Quote from ljyoung:
IMO, the most important thing for a trader to possess in order to be successful in the long term (consistently make money) is brutal self-honesty. If you don't practice this, be assured that Mr. Market will abuse you until you do or until, for whatever reasons, you quit.
lj
Quote from ljyoung:
Possibly BASE jumping could be incorporated into the business school curriculum. Say a leap from El Capitan on a crisp Fall morning. This prerequisite would have the dual benefit of winnowing the number of applicants and reducing the number of crappers who managed to slip by the screening committee.
Prescient thinking Spanky.
Regards
lj
Quote from Cutten:
Literacy and numeracy are all you really need. Not even that if you plan to become a floor trader
Other useful skills: logic, epistemology, statistics, economics.
If you plan on going to work for a trading/investment/finance company first (the most common route, and probably easiest to eventually turn into trading success), then it's more important to go to a top university and have strong extra-curricular activities on your CV than exactly which degree you do.
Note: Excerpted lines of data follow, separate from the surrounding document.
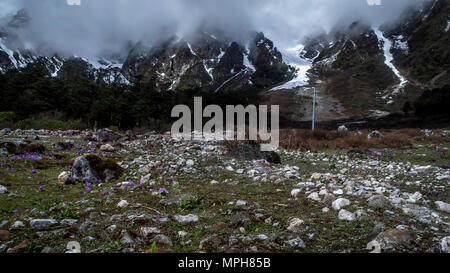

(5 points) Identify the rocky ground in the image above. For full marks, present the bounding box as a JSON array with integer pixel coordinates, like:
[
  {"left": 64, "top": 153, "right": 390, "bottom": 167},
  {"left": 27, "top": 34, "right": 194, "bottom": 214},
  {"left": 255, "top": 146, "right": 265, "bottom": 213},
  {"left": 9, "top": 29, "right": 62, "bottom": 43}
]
[{"left": 0, "top": 130, "right": 450, "bottom": 253}]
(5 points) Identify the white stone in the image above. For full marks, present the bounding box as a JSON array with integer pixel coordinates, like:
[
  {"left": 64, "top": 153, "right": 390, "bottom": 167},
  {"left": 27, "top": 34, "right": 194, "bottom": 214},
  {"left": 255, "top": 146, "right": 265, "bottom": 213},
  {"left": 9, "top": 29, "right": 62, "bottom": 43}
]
[
  {"left": 100, "top": 144, "right": 115, "bottom": 152},
  {"left": 287, "top": 218, "right": 304, "bottom": 231},
  {"left": 338, "top": 209, "right": 356, "bottom": 221},
  {"left": 117, "top": 200, "right": 129, "bottom": 208},
  {"left": 173, "top": 214, "right": 198, "bottom": 223},
  {"left": 434, "top": 201, "right": 450, "bottom": 213},
  {"left": 30, "top": 219, "right": 58, "bottom": 229},
  {"left": 58, "top": 172, "right": 69, "bottom": 184},
  {"left": 0, "top": 185, "right": 8, "bottom": 194},
  {"left": 308, "top": 192, "right": 320, "bottom": 201},
  {"left": 441, "top": 236, "right": 450, "bottom": 253},
  {"left": 11, "top": 221, "right": 25, "bottom": 228},
  {"left": 331, "top": 198, "right": 350, "bottom": 210},
  {"left": 408, "top": 192, "right": 422, "bottom": 203},
  {"left": 186, "top": 159, "right": 195, "bottom": 167},
  {"left": 291, "top": 189, "right": 301, "bottom": 197},
  {"left": 141, "top": 227, "right": 161, "bottom": 237}
]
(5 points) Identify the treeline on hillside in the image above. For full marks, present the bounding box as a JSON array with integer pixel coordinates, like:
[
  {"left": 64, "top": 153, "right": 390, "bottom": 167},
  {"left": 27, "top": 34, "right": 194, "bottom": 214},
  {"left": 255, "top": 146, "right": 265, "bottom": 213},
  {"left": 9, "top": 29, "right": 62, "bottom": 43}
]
[
  {"left": 0, "top": 64, "right": 260, "bottom": 130},
  {"left": 414, "top": 85, "right": 450, "bottom": 118}
]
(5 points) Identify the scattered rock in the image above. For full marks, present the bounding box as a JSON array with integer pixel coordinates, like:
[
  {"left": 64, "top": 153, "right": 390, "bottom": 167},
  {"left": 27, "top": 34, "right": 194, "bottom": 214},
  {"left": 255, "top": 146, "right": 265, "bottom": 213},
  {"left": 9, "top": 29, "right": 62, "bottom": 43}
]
[
  {"left": 6, "top": 241, "right": 27, "bottom": 254},
  {"left": 11, "top": 221, "right": 25, "bottom": 228},
  {"left": 71, "top": 154, "right": 122, "bottom": 183},
  {"left": 367, "top": 130, "right": 384, "bottom": 139},
  {"left": 308, "top": 192, "right": 320, "bottom": 201},
  {"left": 117, "top": 200, "right": 129, "bottom": 208},
  {"left": 0, "top": 230, "right": 11, "bottom": 241},
  {"left": 120, "top": 230, "right": 135, "bottom": 245},
  {"left": 55, "top": 140, "right": 75, "bottom": 151},
  {"left": 152, "top": 234, "right": 173, "bottom": 246},
  {"left": 367, "top": 195, "right": 389, "bottom": 208},
  {"left": 141, "top": 227, "right": 161, "bottom": 238},
  {"left": 338, "top": 209, "right": 356, "bottom": 221},
  {"left": 338, "top": 125, "right": 348, "bottom": 133},
  {"left": 287, "top": 218, "right": 304, "bottom": 231},
  {"left": 100, "top": 144, "right": 116, "bottom": 152},
  {"left": 30, "top": 219, "right": 58, "bottom": 229},
  {"left": 331, "top": 198, "right": 350, "bottom": 210},
  {"left": 0, "top": 185, "right": 8, "bottom": 194},
  {"left": 435, "top": 201, "right": 450, "bottom": 213},
  {"left": 211, "top": 222, "right": 228, "bottom": 231},
  {"left": 441, "top": 236, "right": 450, "bottom": 253},
  {"left": 159, "top": 194, "right": 194, "bottom": 205},
  {"left": 229, "top": 144, "right": 281, "bottom": 164},
  {"left": 61, "top": 219, "right": 78, "bottom": 227},
  {"left": 286, "top": 237, "right": 306, "bottom": 248},
  {"left": 58, "top": 172, "right": 70, "bottom": 185},
  {"left": 375, "top": 229, "right": 414, "bottom": 250},
  {"left": 0, "top": 139, "right": 45, "bottom": 154},
  {"left": 230, "top": 212, "right": 251, "bottom": 225},
  {"left": 291, "top": 189, "right": 302, "bottom": 197},
  {"left": 173, "top": 214, "right": 198, "bottom": 224}
]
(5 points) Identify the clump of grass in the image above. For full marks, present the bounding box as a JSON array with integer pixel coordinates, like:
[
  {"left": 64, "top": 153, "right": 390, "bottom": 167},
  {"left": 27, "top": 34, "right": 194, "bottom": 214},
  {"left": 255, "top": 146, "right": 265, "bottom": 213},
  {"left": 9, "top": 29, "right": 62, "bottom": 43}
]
[
  {"left": 280, "top": 129, "right": 450, "bottom": 152},
  {"left": 178, "top": 197, "right": 201, "bottom": 211}
]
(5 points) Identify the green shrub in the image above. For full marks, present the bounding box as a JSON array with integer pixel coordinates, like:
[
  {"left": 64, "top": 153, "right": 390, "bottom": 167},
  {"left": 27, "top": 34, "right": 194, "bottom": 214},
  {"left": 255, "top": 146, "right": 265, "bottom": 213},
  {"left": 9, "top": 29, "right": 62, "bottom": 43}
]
[
  {"left": 16, "top": 118, "right": 84, "bottom": 130},
  {"left": 0, "top": 112, "right": 15, "bottom": 123}
]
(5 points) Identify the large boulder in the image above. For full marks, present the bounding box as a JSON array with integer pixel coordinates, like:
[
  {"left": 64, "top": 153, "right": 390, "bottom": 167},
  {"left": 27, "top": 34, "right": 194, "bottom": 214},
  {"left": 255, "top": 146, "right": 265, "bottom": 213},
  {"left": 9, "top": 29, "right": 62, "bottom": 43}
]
[
  {"left": 95, "top": 128, "right": 121, "bottom": 142},
  {"left": 229, "top": 144, "right": 281, "bottom": 164},
  {"left": 55, "top": 140, "right": 75, "bottom": 151},
  {"left": 66, "top": 154, "right": 122, "bottom": 183},
  {"left": 0, "top": 139, "right": 45, "bottom": 154},
  {"left": 367, "top": 130, "right": 384, "bottom": 139}
]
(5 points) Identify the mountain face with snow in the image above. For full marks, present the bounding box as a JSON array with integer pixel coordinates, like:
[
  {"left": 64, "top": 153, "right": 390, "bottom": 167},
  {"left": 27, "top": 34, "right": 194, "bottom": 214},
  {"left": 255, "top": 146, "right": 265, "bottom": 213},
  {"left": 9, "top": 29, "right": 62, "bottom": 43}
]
[
  {"left": 123, "top": 32, "right": 292, "bottom": 92},
  {"left": 0, "top": 11, "right": 294, "bottom": 92},
  {"left": 299, "top": 0, "right": 450, "bottom": 113},
  {"left": 0, "top": 0, "right": 450, "bottom": 116}
]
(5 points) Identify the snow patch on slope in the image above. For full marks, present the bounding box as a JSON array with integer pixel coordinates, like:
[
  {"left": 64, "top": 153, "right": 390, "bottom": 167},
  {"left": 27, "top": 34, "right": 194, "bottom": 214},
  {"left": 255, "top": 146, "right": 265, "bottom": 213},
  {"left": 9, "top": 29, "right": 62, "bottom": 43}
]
[
  {"left": 271, "top": 45, "right": 312, "bottom": 91},
  {"left": 374, "top": 27, "right": 408, "bottom": 104}
]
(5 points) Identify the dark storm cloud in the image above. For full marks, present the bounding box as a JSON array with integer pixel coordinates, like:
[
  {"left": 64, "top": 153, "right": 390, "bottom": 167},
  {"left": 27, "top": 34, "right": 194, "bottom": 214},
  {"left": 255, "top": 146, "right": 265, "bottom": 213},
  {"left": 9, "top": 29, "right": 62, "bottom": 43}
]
[{"left": 0, "top": 0, "right": 424, "bottom": 57}]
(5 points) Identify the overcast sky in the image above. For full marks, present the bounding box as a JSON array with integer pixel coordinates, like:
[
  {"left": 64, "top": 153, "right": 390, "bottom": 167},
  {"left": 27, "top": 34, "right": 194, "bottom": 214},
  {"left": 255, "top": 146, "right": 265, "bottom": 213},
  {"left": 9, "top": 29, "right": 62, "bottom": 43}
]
[{"left": 0, "top": 0, "right": 425, "bottom": 57}]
Although some kind of quantitative degree e.g. maths/physics, or one in finance/economics, will probably give you an edge over other applicants, and obscure arts degrees will count against you.
But playing the CV/interview game is entirely different to succeeding at trading. 95% of Goldman employees who went to its prop desk ended up blowing out, and they had top educations just to be able to step in the door. Trading success (pure directional trading) has almost nothing to do with normal measures of educational achievement. It's more about a certain mentality and personality, along with high intelligence - those things can't easily be learned or taught.